Hitman: Agent Jun () is a 2020 South Korean action comedy film directed by Choi Won-sub, starring Kwon Sang-woo, Jung Joon-ho, Hwang Woo-seul-hye, Lee Yi-kyung and Lee Ji-won. It was released on January 22, 2020.

Plot 
Secret agent Jun fakes his death to pursue his dream of becoming a webtoon artist. He keeps failing at comics until he starts writing and drawing about his former job, which draws the national intelligence agency to him.

Jun, who lost his parents from birth and lived as an orphan. The only talent he had was his excellent fighting skills and excellent drawing skills that even older middle school students could easily control. Then, one day, a man came to see Jun, and he followed the man and later became an agent of the National Intelligence Service who took the title of 'Elite Assassin'. However, his passion for cartoons still remained, to the point where he drew pictures in his spare time while doing his duty. However, as if drawing occasionally was not enough to achieve his true goal, Jun jumped out of a helicopter on a stormy night and disguised himself as if he had been in an accident, and the NIS, who does not know this, believes that he is really dead.

15 years later, Jun started a family and became a cartoonist the way he wanted to, but his dream and reality were different. His serialized comics were full of malicious comments because they weren't fun, and he was scolded by the editor for being late due to a slump. As a result, his actual livelihood was being subsidized by working hard at the construction site as a side job. Slowly getting sick of this situation, he does things he shouldn't have done. He drew a cartoon about his life as an agent while drunk, and the cartoon became a huge hit with the number 1 view. In the eyes of others, it was a very happy moment to finally escape from obscurity, but to Jun, it was a big advertisement of a top-level national secret, so the situation started to burn.

As expected, the comic book, which was a huge hit, caused anger.

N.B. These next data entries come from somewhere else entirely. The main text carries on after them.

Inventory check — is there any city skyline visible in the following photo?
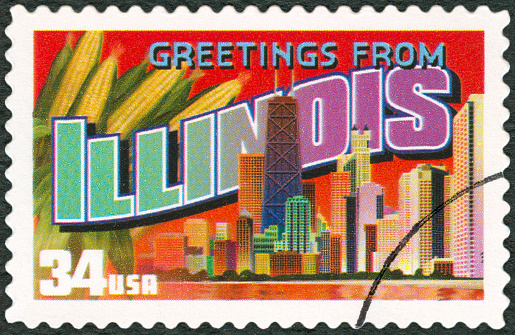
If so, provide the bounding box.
[140,95,482,277]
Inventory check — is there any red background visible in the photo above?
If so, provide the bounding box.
[34,31,484,252]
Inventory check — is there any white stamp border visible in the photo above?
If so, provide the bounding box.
[6,5,509,328]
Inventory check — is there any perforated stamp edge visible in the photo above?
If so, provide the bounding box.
[6,5,509,328]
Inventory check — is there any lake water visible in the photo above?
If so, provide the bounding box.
[110,280,484,300]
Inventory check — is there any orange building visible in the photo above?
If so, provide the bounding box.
[270,251,302,276]
[184,219,210,255]
[236,210,254,273]
[365,224,377,272]
[238,154,265,234]
[330,172,351,273]
[214,240,236,276]
[431,258,454,275]
[153,233,188,270]
[331,234,342,273]
[302,181,317,232]
[302,253,322,275]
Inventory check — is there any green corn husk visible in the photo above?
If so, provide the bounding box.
[136,72,202,129]
[112,58,149,101]
[33,38,73,121]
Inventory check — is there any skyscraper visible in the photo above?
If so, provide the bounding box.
[356,182,384,271]
[215,222,232,240]
[184,219,210,256]
[364,224,377,272]
[236,210,254,273]
[283,195,311,254]
[238,154,265,234]
[270,251,302,276]
[320,230,331,273]
[398,164,449,275]
[261,96,302,232]
[254,226,279,254]
[337,125,371,192]
[214,240,236,276]
[329,172,351,271]
[374,214,400,271]
[153,233,187,270]
[331,234,342,273]
[344,193,358,273]
[302,181,316,232]
[452,94,484,277]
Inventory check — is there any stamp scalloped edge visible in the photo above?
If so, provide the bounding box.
[6,5,509,328]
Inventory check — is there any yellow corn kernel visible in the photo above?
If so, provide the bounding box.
[75,56,117,123]
[50,31,103,116]
[107,68,184,138]
[170,76,247,131]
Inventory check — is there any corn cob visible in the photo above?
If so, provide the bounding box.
[166,76,247,131]
[112,58,149,101]
[50,31,102,116]
[68,56,117,123]
[143,70,203,128]
[107,69,184,139]
[34,35,73,121]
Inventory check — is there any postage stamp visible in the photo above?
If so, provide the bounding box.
[6,6,509,328]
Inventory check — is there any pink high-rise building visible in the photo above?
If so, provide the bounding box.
[330,172,351,271]
[452,94,484,277]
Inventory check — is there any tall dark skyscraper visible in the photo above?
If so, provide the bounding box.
[261,96,302,236]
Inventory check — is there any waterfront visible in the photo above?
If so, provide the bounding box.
[117,280,484,300]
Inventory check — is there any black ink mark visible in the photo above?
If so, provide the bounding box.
[356,172,503,328]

Jun's difficult but peaceful daily life is put to a halt as NIS agents find out that he is alive and terrorists are also entangled.

Cast

Main
 Kwon Sang-woo as Jun
 Jung Joon-ho as Deok-gyu
 Hwang Woo-seul-hye as Mi-na
 Lee Yi-kyung as Cheol
 Lee Ji-won as Ga-young

Supporting
 Heo Sung-tae as Hyung-do
 Jo Woon as Jason
 Heo Dong-won as Jerome
 Lee Jun-hyeok as Gyu-man
 Lee Joong-ok as Foreman
 Joo Seo-eun as Eun
 Oh Ja-hoon as Young-joon

Special appearances
 Kim Hee-min as situation room NIS agent
 Choi Yo-han as PC bang boss
 Han Chul-woo as helicopter pilot
 Lee Sang-won as Seong-tae
 Kim Gil-dong as Jason's subordinate
 Bae Jin-woong as Jason's subordinate
 Kim Seon-hyeok as NIS informant
 Park Doo-shik as Simon
 Kim Poong as himself
 Hwang Byung-gook as orphanage director

Production
Principal photography began on May 21, 2019, and filming ended on September 11, 2019.

Reception
The film surpassed 1 million moviegoers five days after its release.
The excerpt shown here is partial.